The sell by date isn't the expiration date, you have days after the sell by date.  Anyway, if you got it in the freezer on the 27th, you have no issues at all with thawing in the refrigerator.


----------



## capt dan (Jun 10, 2008)

I also agree on the fridge will be fine, just don't leave it in there for a week. If it is cryovacted, it will last alot longer than regularly packaged meats. I was suprised to find out from my butcher that  cryovacted meats often last 30  days in the fridge.Thats from the day  that they get it in the store.


----------



## pineywoods (Jun 11, 2008)

Agreed and the sell by date doesn't mean the meat goes bad that day it will last awhile after that date. Just thaw as you want and post the Qview of that smoke


----------



## ronp (Jun 11, 2008)

I have had meat in the bag Cryovaced for over a month.
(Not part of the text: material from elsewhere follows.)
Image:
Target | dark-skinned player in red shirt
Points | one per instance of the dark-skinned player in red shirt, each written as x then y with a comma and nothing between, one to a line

It will trurn mushy though, It is an aging proccess and breaks down the enzimes in the meat.


----------



## seboke (Jun 11, 2008)

Cryovac in the freezer is no problem.  But back to the thawing, do it like you'd do a T'Giving turkey - sinkful of cold water for an hour.  Drain, repeat every hour till thawed thru.


----------



## williamzanzinger (Jun 11, 2008)

As some one pointed out, if you do it in water make sure it is running water.


----------



## fatback joe (Jun 11, 2008)

I agree with what all has been said about thawing and the bit about the sell by date, but if you are really concerned about the thaw, put in on the cooker frozen if you can spare the extra cook time.  When it is thawed a bit (outside is soft) put your rub on and continue on with the smoke.  Other than the extra cook time, the end result is good..........sometimes you just forget to get something out of the freezer.


----------



## linhardt (Jun 12, 2008)

Thanks for all the replies.  I will just stick it in the refridge and let it thaw, then cook.


----------



## tailgatingpirate (Jun 15, 2008)

does the turkey/butt have to be out of the wrapper to perform the cold water in the sink trick?


----------



## smokeys my pet (Jun 15, 2008)

Nope!!!!!!!!!!!!!


----------